La ragazza di Hopper

La mattina del 7 settembre 2020 una giovane cameriera di nome Nora Rednic viene trovata strangolata in una delle camere dell’Hotel Massimo D’Azeglio, a Roma, dove lavorava. Dopo i rilievi guidati dal capo della Scientifica Ghinassi, un uomo tanto acuto quanto presuntuoso, giungono sulla scena del delitto l’ispettore Ciccio Cacace e il commissario Flavio Bertone, che rimangono immediatamente impressionati dall’atmosfera presente nella stanza e dalla bellezza della vittima. La scena del delitto pare quella di un quadro, un interno toccato da una luce impalpabile che rende ancora più imperscrutabile il mistero della donna senza vita. È proprio l’ispettore Cacace a notare la somiglianza di quella situazione con un quadro dell’artista statunitense Hopper: anzi la scena del delitto pare la riproduzione fedele dell’opera Stanza d’albergo del 1931, in cui una giovane donna, molto somigliante a Nora, è seduta sul letto di una camera che presenta gli stessi colori e la stessa luce di quella dell’Hotel D’Azeglio. Bertone comincia le indagini interrogando dapprima Marisòl, la cameriera peruviana che ha trovato la vittima, poi Iancu Ciobotariu, il marito di Nora, un uomo scontroso e violento. La suggestione del quadro di Hopper, instillatagli dalle osservazioni di Cacace, continua però a lavorare nella mente del commissario che si convince a chiedere consiglio all’amica e critica d’arte Mafalda Moreas, direttrice del Whitney Museo di New York: la donna ascolta con attenzione la descrizione della scena dell’omicidio e della vittima, in tutto e per tutto simile alla giovane seduta nel quadro di Hopper. Alla fine anche Mafalda afferma che sì, Bertone è proprio finito in un quadro di Hopper, in cui le ambientazioni essenziali e soffuse nascondono, e allo stesso tempo rivelano, il dramma esistenziale dei loro protagonisti. Bertone comprende quindi che, per risolvere il caso, dovrà prima scoprire i segreti della povera Nora, la cui tristezza era già stata riconosciuta e rappresentata da Hopper nel volto di una giovane donna negli anni Trenta...
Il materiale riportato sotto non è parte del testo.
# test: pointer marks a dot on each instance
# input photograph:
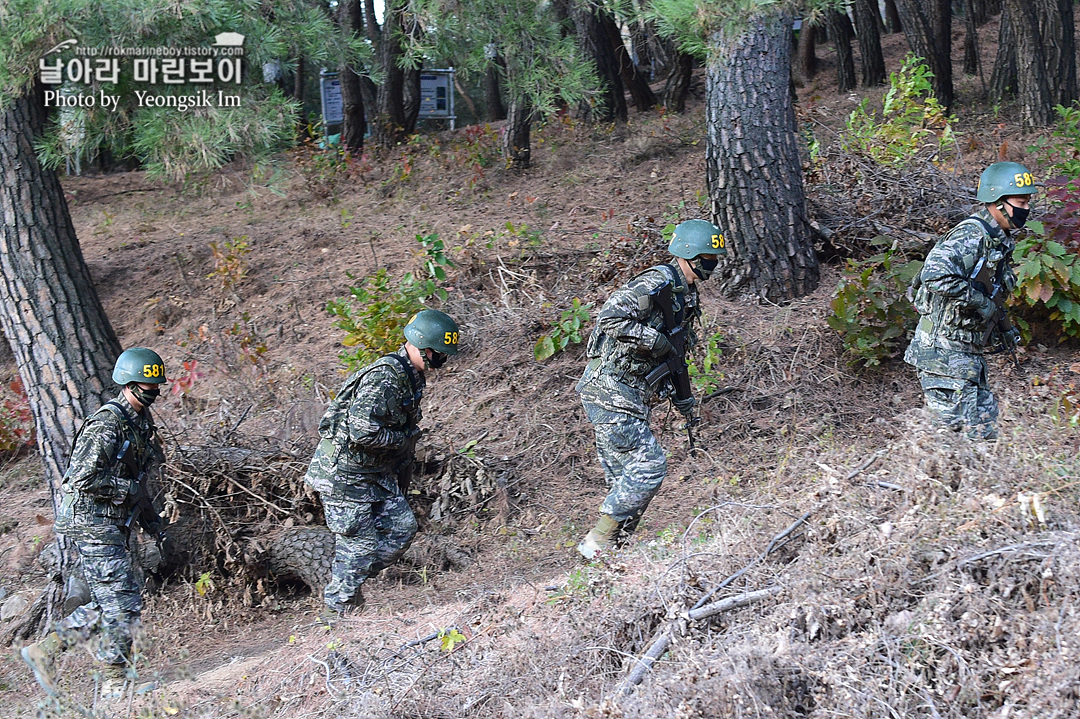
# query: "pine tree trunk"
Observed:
(892, 23)
(1003, 78)
(50, 312)
(1033, 91)
(354, 123)
(644, 98)
(753, 165)
(677, 85)
(494, 109)
(596, 45)
(807, 53)
(868, 24)
(515, 141)
(927, 29)
(389, 122)
(839, 27)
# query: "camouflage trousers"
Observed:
(368, 537)
(106, 622)
(634, 462)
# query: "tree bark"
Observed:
(389, 122)
(494, 108)
(753, 166)
(50, 312)
(1003, 78)
(636, 82)
(1033, 91)
(892, 23)
(677, 85)
(515, 141)
(596, 45)
(839, 27)
(807, 53)
(927, 26)
(354, 124)
(867, 24)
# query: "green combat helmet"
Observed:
(1002, 179)
(433, 329)
(139, 364)
(693, 238)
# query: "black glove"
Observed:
(685, 407)
(661, 347)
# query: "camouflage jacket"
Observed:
(99, 487)
(620, 348)
(367, 428)
(955, 315)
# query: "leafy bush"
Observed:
(871, 309)
(1048, 275)
(1061, 152)
(568, 329)
(910, 119)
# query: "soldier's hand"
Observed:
(685, 407)
(661, 347)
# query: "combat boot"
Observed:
(40, 656)
(599, 538)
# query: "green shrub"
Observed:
(1048, 274)
(871, 309)
(910, 119)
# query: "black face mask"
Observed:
(704, 268)
(1018, 216)
(145, 397)
(437, 358)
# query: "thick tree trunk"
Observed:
(354, 125)
(839, 27)
(389, 122)
(1033, 91)
(892, 23)
(515, 141)
(807, 53)
(636, 82)
(868, 24)
(1003, 79)
(753, 165)
(677, 85)
(927, 29)
(595, 44)
(494, 109)
(50, 312)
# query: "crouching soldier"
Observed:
(364, 460)
(103, 494)
(630, 342)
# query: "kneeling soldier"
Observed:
(103, 493)
(362, 465)
(630, 342)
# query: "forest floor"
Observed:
(932, 575)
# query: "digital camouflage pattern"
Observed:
(367, 436)
(616, 395)
(947, 348)
(96, 500)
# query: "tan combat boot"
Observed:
(599, 538)
(40, 658)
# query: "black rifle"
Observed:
(673, 365)
(987, 283)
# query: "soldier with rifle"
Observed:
(103, 496)
(636, 354)
(960, 295)
(363, 463)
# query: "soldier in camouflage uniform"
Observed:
(625, 346)
(364, 460)
(957, 325)
(113, 452)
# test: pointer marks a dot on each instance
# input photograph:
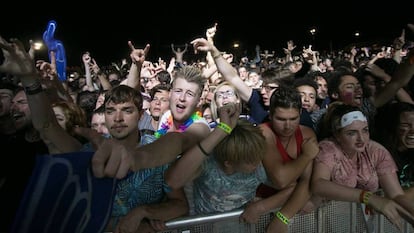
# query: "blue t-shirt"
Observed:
(215, 191)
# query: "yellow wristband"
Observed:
(226, 128)
(282, 217)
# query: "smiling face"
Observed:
(122, 119)
(285, 121)
(354, 137)
(224, 95)
(184, 97)
(350, 91)
(308, 97)
(406, 131)
(160, 103)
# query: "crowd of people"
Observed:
(284, 133)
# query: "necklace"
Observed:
(165, 126)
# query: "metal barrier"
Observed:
(332, 216)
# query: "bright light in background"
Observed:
(38, 45)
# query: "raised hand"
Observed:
(138, 55)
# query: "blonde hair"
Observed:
(213, 104)
(245, 144)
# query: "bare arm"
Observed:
(184, 168)
(18, 62)
(225, 68)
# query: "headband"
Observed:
(350, 117)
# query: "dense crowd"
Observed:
(193, 137)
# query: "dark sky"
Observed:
(104, 29)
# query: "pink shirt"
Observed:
(361, 172)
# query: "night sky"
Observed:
(104, 29)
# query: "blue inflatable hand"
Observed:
(56, 46)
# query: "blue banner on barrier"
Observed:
(63, 196)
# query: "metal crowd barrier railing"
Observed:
(332, 216)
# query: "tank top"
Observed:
(264, 190)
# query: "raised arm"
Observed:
(400, 78)
(138, 58)
(226, 69)
(19, 63)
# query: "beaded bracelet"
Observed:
(225, 127)
(34, 88)
(282, 217)
(217, 56)
(364, 197)
(202, 149)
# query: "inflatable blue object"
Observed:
(56, 46)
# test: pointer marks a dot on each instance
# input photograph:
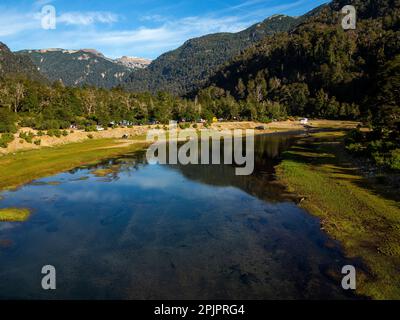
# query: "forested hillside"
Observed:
(315, 70)
(321, 70)
(183, 69)
(17, 65)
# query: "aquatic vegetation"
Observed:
(352, 209)
(106, 171)
(14, 214)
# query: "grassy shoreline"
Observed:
(364, 220)
(23, 167)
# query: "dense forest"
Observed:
(315, 70)
(321, 70)
(184, 69)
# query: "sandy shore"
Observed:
(79, 135)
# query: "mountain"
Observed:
(12, 64)
(133, 62)
(82, 67)
(181, 70)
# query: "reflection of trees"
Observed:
(260, 184)
(127, 164)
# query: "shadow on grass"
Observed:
(329, 154)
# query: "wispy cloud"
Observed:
(156, 28)
(87, 18)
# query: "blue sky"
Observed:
(143, 28)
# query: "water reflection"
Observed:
(167, 232)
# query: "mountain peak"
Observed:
(134, 62)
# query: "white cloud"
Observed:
(87, 18)
(13, 22)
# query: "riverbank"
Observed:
(74, 136)
(361, 213)
(25, 166)
(29, 162)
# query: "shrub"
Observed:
(7, 121)
(90, 128)
(355, 148)
(184, 125)
(54, 133)
(27, 136)
(395, 159)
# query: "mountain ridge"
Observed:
(80, 67)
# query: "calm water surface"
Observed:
(167, 232)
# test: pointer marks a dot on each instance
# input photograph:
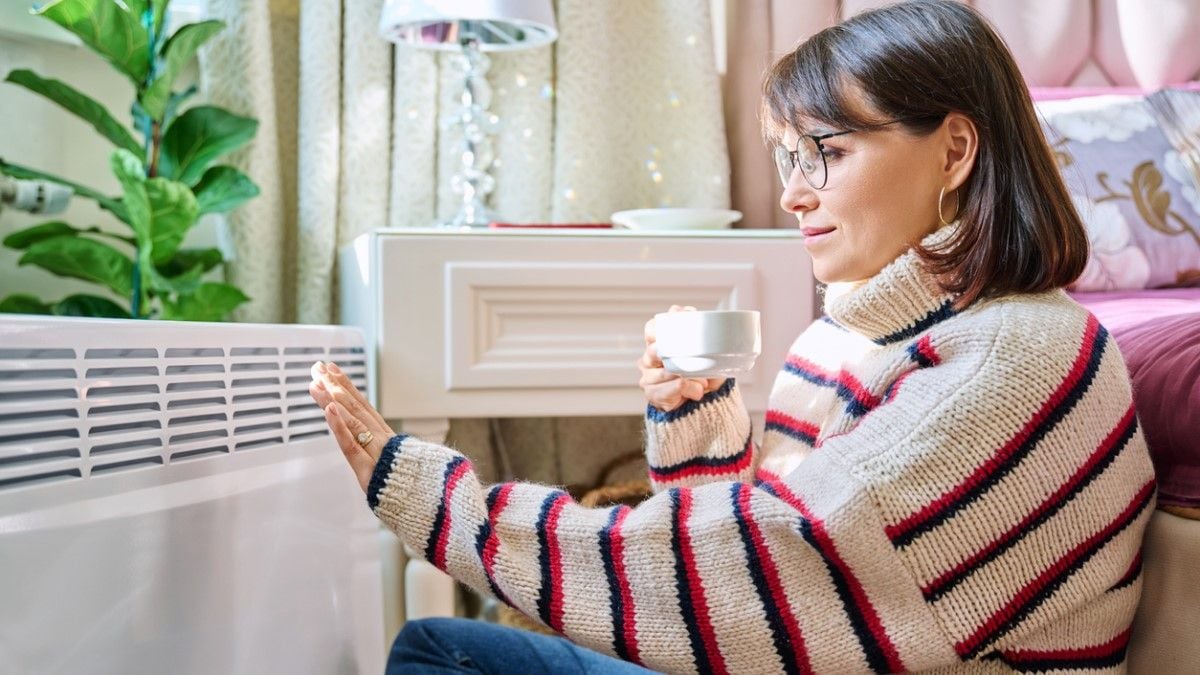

Fabio Bussotti è prima di tutto un attore formatosi alla prestigiosa Bottega Teatrale di Firenze, ha vinto il Nastro d’Argento come migliore attore non protagonista nel film Francesco di Liliana Cavani e, successivamente, si è speso come drammaturgo, sceneggiatore e traduttore. Ha intrapreso poi la carriera di scrittore con la serie del commissario Bertone, di cui La ragazza di Hopper è la settima avventura. L’idea di sovrapporre la scena dell’omicidio a quella di un’opera d’arte è molto suggestiva: la risoluzione del delitto diventa un po’ come l’interpretazione del quadro, perché, come in un dipinto, dietro le figure che animano la scena c’è sempre molto di più dell’apparenza, si cela un enigma che chiede di essere risolto e in cui si sovrappongono frammenti di vita non solo dell’autore, ma anche dell’osservatore che si cala all’interno dell’opera diventandone lui stesso protagonista. Il libro si apre con un salto temporale all’indietro rispetto alla vicenda: il 6 settembre 1963 il critico irlandese Brian O’Doherty infatti si trova a casa di Hopper a Truro, in Massachusetts, per intervistare il più grande pittore statunitense del suo tempo su incarico del Whitney Museum di New York (lo stesso dove lavora Mafalda Moreas, l’amica di Bertone). L’attenzione del critico si focalizza su un’opera poggiata sul cavalletto: l’interno di una stanza inondata dalla luce del mattino, in cui si nota la soppressione di una figura, probabilmente una donna. Lo stesso artista non sa o non riesce a rispondere alle domande su di lei e questa figura femminile, di cui rimane poco più di una suggestione sulla tela, è la stessa che fin dall’inizio del libro lega passato (la donna è quella di Stanza d’albergo del 1931) e presente (la scena del delitto all’Hotel D’Azeglio). Le due Nora, quella dipinta e quella reale, non solo alimentano l’alone di mistero intorno alla storia, ma diventano il simbolo di tutte le vittime private dei loro sogni e aspirazioni dalla violenza e brutalità di crudeli carnefici e testimoniano come le opere d’arte trasmettano i loro messaggi attraverso una dimensione fuori dal tempo e dallo spazio.